With the House and Senate attempting to advance differing visions of healthcare reform, a long-term fix for Medicare's broken sustainable growth rate (SGR) formula hangs in the balance, dermatologists say.
But at press time, with the Senate due to take up debate on reform legislation, doctors remained hopeful.
"Healthcare reform hasn't hit an insurmountable roadblock yet," said Scott A.B. Collins, M.D., a Portland, Ore., dermatologist in a private group dermatology practice and a member of the Healthcare Finance Committee of the American Academy of Dermatology (AAD).
Should the bill pass the Senate - hardly a done deal, published accounts say - it would require reconciliation with two House healthcare reform bills passed in November, the Affordable Health Care for America Act (AHCAA/H.R. 3962) and the Medicare Physician Payment Act of 2009 (MPPA/H.R. 3961).
The latter would forestall a 21 percent Medicare fee reduction scheduled for January 2010 and institute a more stable system that would allow the volume of most services to grow at a rate of one percentage point over the gross domestic product (GDP) growth rate (versus GDP without any adjustment today), according to a House Ways and Means Committee statement.
The MPPA also would allow the volume of primary and preventive care services to grow at GDP plus 2 percent annually.
The AAD was among the first medical societies to voice opposition to the PPACA.
Although the academy has provided "constructive comments" on numerous proposed reform components, several PPACA provisions make it clear that "the majority of our input has been dismissed," said David M. Pariser, M.D., AAD president, in a Nov. 20 letter to Sen.
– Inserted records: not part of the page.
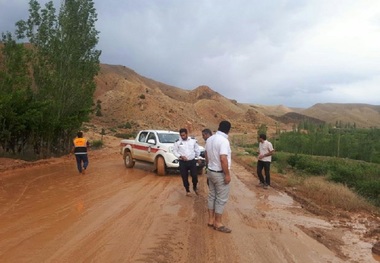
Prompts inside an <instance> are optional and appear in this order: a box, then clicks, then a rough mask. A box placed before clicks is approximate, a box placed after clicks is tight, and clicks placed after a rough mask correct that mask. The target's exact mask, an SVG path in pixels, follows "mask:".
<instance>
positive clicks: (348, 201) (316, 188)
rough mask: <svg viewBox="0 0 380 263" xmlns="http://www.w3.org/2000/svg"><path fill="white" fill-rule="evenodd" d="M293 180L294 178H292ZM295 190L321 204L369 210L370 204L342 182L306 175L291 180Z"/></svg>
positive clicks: (324, 204) (348, 210) (315, 201)
mask: <svg viewBox="0 0 380 263" xmlns="http://www.w3.org/2000/svg"><path fill="white" fill-rule="evenodd" d="M298 178H299V177H298ZM293 180H294V179H293ZM293 184H294V185H297V186H298V187H297V186H295V187H296V188H297V192H302V196H304V197H306V198H308V199H311V200H313V201H314V202H315V203H317V204H319V205H321V206H333V207H337V208H340V209H343V210H345V211H349V212H356V211H362V210H365V211H371V210H372V206H371V205H370V204H369V203H368V202H367V201H366V200H365V199H364V198H363V197H361V196H359V195H358V194H357V193H355V192H353V191H352V190H351V189H349V188H348V187H347V186H345V185H343V184H337V183H333V182H329V181H327V180H326V178H324V177H320V176H319V177H306V178H303V179H301V180H298V181H296V184H295V182H294V181H293Z"/></svg>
Reid's office.
Instead of an SGR fix, the PPACA includes a one-year, 0.5 percent payment increase and proposes that a president-appointed independent Medicare commission set physician rates - with no input from physicians and limited Congressional ability to override its decisions, according to an AAD fact sheet.
"Without a stable payment system," Dr. Pariser's letter states, "physicians will be unable to make a long-term investments required to implement health system reform and continue to modernize their practices."
Additionally, the PPACA proposes a 5 percent tax on cosmetic surgical and medical procedures, which would disproportionately affect women and members of the middle class and install the Internal Revenue Service as "an arbiter of what is cosmetic and what is medically necessary," Dr. Pariser's letter states.
The PPACA includes money for primary care bonuses, which the AAD supports, Dr. Pariser tells Dermatology Times. But while House version takes primary care bonuses out of new money, "The Senate bill takes them out of decreased reimbursement for specialists," he says.
Electronic medical record (EMR)-based quality assurance programs contained in both the Senate and House bills could drive older dermatologists into early retirement, he adds.
Dr. Collins added at press time that as a follow-up to the AAD's opposition letter, AAD Association members and staff continued to meet with Senate leadership to discuss concerns about the legislation.